Amaziah sent messengers to Jehoash the son of Jehoahaz, the son of Jehu, king of Israel, saying, "Come, let us face one another in battle". And Jehoash king of Israel sent to Amaziah king of Judah, saying, "The thistle that was in Lebanon sent to the cedar that was in Lebanon, saying, 'Give your daughter to my son as wife'; and a wild beast that was in Lebanon passed by and trampled the thistle. You have indeed defeated Edom, and your heart has lifted you up. Glory in that, and stay at home; for why should you meddle with trouble so that you fall, you and Judah with you?" But Amaziah would not heed. Therefore Jehoash king of Israel went out; so he and Amaziah king of Judah faced one another at Beth Shemesh, which belongs to Judah. And Judah was defeated by Israel, and every man fled to his tent.

According to the Jewish historian Josephus, the reply to the challenge was given in a formal letter:
King Joash to King Amaziah [sends greeting]:
Once upon a time there was in Mount Lebanon a very tall cypress, and also there was a thistle.
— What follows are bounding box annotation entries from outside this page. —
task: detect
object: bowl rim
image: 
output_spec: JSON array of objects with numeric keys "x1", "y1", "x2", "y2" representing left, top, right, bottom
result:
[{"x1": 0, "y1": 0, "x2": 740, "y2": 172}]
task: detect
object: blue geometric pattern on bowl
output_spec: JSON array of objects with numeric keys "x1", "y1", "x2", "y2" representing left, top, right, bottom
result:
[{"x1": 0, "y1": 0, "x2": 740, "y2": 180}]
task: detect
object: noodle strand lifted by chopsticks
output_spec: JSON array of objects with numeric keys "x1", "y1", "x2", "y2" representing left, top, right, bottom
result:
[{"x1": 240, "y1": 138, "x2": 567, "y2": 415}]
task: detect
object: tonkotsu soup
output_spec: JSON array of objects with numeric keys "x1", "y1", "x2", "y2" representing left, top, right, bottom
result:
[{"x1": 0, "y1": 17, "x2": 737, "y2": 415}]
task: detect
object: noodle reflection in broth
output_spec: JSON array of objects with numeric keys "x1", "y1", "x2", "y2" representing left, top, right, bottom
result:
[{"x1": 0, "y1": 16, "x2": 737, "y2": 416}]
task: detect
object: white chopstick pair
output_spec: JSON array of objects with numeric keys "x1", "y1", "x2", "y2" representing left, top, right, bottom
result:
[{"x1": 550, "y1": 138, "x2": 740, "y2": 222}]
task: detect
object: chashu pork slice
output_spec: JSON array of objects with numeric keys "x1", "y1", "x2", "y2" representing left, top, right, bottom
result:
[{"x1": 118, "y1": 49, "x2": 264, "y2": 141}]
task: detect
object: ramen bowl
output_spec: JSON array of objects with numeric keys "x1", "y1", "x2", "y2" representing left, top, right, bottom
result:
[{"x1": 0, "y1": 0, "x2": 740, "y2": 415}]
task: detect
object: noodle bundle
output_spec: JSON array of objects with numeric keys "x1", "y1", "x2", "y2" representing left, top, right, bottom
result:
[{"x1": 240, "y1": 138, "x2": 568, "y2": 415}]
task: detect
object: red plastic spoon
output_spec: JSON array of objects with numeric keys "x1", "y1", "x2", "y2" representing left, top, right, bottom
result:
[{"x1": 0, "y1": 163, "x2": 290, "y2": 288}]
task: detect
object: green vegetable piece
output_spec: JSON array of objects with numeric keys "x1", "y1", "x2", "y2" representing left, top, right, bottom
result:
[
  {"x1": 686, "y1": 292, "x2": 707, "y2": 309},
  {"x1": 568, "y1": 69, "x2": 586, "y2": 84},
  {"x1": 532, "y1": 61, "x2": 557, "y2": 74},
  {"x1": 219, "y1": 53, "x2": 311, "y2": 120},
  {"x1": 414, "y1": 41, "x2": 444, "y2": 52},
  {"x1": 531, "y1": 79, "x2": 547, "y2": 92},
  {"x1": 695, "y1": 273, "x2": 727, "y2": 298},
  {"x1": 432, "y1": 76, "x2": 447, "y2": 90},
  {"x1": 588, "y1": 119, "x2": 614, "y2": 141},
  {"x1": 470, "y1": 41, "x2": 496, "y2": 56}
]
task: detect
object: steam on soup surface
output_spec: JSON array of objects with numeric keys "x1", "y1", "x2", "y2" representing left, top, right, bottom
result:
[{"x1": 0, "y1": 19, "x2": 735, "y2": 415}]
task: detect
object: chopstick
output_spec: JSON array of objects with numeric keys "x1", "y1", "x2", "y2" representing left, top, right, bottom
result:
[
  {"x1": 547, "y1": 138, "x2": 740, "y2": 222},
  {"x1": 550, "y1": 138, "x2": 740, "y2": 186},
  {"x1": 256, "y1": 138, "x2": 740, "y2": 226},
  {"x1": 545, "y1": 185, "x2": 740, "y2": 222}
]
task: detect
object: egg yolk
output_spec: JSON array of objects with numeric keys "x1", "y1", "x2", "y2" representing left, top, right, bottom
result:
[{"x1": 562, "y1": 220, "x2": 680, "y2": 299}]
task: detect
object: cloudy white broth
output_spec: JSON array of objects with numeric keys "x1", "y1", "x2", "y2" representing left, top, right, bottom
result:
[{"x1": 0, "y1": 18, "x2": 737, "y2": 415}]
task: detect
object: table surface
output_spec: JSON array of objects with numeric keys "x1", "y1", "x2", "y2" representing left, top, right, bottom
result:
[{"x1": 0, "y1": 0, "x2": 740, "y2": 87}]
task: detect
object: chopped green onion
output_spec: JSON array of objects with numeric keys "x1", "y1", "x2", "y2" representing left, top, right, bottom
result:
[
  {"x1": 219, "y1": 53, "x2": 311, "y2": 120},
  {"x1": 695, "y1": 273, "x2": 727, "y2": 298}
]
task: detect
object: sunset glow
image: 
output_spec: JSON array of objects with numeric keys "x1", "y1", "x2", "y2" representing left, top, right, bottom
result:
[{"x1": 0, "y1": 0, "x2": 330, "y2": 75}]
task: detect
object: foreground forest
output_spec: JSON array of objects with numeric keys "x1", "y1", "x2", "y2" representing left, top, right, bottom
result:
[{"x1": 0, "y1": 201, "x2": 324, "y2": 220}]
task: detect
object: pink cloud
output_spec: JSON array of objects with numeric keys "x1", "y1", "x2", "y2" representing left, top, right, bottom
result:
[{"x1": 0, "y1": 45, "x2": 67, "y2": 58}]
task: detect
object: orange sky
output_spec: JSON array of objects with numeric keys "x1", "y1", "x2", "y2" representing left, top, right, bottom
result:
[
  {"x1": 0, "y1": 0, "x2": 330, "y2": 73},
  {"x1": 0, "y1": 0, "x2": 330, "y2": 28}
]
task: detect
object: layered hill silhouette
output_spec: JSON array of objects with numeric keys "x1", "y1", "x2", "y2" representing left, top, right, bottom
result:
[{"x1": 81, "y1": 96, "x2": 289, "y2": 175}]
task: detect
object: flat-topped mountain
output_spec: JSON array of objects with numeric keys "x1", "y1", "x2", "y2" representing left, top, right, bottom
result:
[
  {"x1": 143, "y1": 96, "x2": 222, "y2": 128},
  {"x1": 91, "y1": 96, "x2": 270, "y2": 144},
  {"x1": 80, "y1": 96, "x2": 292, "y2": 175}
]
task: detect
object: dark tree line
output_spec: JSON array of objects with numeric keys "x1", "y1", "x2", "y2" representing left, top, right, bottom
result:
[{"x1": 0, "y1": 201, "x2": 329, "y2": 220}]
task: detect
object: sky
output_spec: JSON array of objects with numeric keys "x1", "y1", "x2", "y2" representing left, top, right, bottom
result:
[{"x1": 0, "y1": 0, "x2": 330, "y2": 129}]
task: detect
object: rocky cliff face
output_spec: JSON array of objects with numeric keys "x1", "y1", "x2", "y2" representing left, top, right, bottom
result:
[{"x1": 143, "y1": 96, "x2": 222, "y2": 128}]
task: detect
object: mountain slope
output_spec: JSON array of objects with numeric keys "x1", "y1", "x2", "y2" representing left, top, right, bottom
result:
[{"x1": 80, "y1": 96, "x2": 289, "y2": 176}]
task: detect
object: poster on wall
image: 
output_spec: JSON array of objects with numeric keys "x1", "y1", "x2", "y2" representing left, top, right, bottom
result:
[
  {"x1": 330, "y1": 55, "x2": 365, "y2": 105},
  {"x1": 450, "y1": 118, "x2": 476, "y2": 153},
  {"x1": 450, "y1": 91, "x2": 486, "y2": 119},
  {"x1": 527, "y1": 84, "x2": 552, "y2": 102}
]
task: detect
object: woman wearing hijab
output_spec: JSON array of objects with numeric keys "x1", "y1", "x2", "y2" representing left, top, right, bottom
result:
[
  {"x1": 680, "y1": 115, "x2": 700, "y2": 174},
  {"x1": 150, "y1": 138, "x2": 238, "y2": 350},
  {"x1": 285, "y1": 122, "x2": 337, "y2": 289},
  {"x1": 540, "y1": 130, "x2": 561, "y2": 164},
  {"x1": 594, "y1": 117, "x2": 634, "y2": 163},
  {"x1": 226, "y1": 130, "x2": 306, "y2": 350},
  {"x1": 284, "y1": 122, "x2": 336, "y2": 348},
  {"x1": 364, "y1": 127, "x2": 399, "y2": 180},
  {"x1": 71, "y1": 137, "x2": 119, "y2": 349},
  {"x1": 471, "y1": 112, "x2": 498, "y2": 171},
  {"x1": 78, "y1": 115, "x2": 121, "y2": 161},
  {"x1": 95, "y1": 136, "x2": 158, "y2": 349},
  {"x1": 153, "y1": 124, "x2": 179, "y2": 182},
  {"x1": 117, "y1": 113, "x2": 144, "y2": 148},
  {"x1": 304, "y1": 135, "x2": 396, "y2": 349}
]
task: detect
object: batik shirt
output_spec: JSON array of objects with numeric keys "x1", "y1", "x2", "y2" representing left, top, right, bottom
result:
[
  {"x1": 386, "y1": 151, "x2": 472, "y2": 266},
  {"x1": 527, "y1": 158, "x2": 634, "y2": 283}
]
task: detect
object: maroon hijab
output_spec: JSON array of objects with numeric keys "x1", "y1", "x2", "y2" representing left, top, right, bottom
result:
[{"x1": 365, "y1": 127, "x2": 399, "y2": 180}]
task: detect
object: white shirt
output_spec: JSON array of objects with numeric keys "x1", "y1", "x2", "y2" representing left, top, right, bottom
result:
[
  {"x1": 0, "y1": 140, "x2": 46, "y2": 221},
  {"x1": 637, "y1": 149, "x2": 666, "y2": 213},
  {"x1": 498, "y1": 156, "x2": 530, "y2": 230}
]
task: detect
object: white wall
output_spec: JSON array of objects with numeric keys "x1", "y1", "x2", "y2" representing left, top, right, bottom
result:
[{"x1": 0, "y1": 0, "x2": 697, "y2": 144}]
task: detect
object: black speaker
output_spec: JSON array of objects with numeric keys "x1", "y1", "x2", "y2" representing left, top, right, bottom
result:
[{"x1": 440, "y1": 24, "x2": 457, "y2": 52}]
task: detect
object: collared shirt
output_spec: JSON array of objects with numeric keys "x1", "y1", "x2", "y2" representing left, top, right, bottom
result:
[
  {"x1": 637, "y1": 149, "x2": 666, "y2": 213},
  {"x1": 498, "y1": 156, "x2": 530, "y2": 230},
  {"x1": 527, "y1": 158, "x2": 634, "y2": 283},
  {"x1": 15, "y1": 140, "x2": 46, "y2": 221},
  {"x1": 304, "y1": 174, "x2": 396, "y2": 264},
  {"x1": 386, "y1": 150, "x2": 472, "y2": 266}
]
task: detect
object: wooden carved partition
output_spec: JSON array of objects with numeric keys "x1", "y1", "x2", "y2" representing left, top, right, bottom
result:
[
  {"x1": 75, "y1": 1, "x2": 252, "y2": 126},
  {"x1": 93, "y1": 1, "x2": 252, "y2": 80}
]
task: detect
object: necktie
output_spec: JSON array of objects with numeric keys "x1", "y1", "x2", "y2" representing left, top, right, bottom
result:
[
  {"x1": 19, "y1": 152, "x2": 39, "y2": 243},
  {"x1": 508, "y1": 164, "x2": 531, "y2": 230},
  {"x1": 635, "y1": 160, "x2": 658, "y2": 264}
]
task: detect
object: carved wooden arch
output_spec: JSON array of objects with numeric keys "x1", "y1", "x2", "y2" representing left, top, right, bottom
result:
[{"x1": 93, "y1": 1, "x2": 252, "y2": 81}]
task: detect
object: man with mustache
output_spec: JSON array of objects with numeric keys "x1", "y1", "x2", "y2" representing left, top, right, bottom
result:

And the thistle sent to the cypress, saying, 'Contract thy daughter in marriage to my son'. And while this was transacting, a wild beast passed by and trod down the thistle. Let this be a warning to thee not to cherish immoderate desires, and not, because thou hast had success against Amalek, to pride thyself thereupon, and so draw down dangers both upon thee and upon thy kingdom.

Biblical commentator Andrew Fausset suggests that the thistle would be better described as a "thorn bush".